Starting the container
The LocalStackContainer (from testcontainers) spins up LocalStack with only the services you need. Here we're mounting two volumes:
/testdata— where the Lambda handler code lives/var/run/docker.sock— LocalStack needs this to run Lambdas in their own containers (Lambda-in-Docker)
Creating the Lambda
Inside the container, we use awslocal (LocalStack's wrapper around the AWS CLI) to zip up the handler and create the function. Nothing too surprising here, except for one thing: always pass --region.
LocalStack can be picky about regions. If you omit --region, it might default to something unexpected, and then your boto3 client (which defaults to us-east-1) won't find your function. Save yourself the debugging headache and be explicit.

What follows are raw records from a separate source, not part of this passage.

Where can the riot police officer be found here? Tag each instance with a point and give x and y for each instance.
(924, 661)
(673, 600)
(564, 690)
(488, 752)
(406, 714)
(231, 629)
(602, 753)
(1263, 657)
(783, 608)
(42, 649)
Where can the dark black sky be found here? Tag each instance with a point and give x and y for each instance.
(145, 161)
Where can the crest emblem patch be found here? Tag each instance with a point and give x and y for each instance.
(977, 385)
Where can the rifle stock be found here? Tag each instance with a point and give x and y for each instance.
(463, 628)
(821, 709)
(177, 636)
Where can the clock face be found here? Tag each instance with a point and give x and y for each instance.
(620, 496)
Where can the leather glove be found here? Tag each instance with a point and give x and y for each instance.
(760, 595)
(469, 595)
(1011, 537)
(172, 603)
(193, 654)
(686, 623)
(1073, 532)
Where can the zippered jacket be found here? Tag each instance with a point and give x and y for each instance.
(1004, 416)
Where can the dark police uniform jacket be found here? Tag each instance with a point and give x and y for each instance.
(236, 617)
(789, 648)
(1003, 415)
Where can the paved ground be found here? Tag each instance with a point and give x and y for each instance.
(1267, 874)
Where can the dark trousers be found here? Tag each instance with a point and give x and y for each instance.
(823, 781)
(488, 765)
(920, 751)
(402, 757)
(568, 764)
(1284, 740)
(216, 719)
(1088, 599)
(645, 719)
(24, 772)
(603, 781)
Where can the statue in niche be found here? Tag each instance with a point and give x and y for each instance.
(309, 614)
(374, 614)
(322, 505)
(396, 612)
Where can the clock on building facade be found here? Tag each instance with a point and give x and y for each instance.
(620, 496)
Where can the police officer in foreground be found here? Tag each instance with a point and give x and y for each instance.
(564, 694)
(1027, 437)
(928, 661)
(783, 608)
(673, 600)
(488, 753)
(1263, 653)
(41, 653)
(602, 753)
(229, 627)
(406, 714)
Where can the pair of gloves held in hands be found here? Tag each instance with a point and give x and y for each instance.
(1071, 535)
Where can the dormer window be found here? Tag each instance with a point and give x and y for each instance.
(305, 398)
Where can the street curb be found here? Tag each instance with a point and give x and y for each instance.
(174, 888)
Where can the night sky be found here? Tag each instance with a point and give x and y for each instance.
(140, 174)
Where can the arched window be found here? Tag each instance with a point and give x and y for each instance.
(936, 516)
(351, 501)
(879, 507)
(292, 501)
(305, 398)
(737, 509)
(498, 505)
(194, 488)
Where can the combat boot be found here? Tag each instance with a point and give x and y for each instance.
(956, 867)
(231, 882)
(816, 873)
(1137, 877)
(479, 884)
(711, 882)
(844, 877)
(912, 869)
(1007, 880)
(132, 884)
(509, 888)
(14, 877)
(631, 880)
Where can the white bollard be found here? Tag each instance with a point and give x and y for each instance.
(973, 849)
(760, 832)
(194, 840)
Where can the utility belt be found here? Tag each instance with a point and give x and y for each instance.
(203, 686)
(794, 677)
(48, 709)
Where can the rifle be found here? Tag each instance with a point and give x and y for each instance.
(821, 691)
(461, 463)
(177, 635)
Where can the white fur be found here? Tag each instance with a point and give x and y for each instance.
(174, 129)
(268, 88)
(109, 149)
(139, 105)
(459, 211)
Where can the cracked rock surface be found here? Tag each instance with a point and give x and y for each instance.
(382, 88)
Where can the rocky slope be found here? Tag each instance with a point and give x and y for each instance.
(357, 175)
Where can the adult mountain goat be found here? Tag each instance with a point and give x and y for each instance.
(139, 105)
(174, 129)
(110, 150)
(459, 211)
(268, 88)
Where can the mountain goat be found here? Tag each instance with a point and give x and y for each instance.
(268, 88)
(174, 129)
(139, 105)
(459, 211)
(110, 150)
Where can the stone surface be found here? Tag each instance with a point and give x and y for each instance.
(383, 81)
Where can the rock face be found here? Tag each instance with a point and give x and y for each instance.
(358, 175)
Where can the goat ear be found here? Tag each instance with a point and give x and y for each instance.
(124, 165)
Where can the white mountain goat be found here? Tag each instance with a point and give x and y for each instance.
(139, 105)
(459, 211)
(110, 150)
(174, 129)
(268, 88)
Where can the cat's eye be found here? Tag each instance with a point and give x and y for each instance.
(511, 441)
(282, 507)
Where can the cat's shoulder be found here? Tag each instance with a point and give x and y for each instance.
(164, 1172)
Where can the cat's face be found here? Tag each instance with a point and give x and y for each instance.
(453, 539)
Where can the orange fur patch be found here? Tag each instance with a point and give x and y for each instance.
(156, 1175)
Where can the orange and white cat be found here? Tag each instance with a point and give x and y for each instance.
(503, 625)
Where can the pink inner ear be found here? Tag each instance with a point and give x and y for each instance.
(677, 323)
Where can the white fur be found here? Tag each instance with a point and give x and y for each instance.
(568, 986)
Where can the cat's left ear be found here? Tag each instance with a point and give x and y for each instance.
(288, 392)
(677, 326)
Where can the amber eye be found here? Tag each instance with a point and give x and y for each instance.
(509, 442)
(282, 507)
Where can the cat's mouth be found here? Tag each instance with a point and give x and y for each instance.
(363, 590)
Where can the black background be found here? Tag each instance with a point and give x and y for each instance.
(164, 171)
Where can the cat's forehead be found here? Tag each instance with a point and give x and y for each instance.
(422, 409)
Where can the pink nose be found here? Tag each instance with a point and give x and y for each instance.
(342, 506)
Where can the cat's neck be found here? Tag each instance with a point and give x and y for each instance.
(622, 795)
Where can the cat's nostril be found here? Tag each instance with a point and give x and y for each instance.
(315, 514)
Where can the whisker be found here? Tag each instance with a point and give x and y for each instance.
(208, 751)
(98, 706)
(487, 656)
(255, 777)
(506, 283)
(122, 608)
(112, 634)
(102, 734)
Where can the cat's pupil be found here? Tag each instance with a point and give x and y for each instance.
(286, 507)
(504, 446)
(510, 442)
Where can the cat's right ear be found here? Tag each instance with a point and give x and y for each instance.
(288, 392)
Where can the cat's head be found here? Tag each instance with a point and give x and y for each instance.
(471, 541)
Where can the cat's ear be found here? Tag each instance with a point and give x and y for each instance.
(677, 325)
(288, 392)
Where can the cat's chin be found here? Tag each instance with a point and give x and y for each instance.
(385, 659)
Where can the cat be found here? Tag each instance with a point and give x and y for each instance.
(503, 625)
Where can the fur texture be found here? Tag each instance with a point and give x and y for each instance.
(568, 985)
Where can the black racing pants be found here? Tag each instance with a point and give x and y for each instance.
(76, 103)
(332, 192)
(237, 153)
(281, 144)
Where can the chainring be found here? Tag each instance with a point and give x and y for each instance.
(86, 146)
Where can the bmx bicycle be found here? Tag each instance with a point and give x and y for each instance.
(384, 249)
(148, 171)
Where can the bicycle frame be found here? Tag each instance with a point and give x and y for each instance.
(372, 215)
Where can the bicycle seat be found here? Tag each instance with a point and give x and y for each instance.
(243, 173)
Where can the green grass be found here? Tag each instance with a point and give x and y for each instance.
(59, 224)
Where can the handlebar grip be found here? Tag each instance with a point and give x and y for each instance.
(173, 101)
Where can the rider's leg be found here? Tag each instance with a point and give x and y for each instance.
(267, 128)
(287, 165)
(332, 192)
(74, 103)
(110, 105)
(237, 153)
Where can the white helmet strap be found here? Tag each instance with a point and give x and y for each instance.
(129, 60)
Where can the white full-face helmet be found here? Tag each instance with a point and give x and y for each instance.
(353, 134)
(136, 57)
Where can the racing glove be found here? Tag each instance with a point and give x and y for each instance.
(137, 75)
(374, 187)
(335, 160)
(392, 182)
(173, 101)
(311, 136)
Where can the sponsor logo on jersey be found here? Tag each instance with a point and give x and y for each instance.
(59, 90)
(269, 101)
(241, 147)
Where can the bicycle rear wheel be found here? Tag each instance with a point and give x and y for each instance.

Waiting for the Lambda to be ready
This is the part that bit me:
awslocal lambda wait function-active-v2 \
--region us-east-1 \
--function-name {config.update_metadata_function}
Lambda functions aren't invocable immediately after creation. The wait function-active-v2 command blocks until the function transitions to the Active state. Skip this, and your first invoke will likely fail with a cryptic error about the function not being ready.
Getting the endpoint URL
Once the container is up, container.get_url() gives you the endpoint URL to pass to boto3:
client = boto3.client("lambda", endpoint_url=endpoint_url)
This tells boto3 to talk to LocalStack instead of real AWS. Without it, your tests would try to hit production (and probably fail with auth errors, or worse, succeed and cost you money).
Putting it together
With this fixture, any test that depends on update_schema_lambda gets a fully-configured boto3 Lambda client pointing at a fresh, ephemeral LocalStack instance with the mock function already deployed and ready to invoke.
The container tears down automatically when the module's tests finish, thanks to the context manager.
One last tip: if your tests are slow, consider scope="session" instead of scope="module" — but be aware that tests will then share state, so make sure your Lambda is idempotent or reset between tests.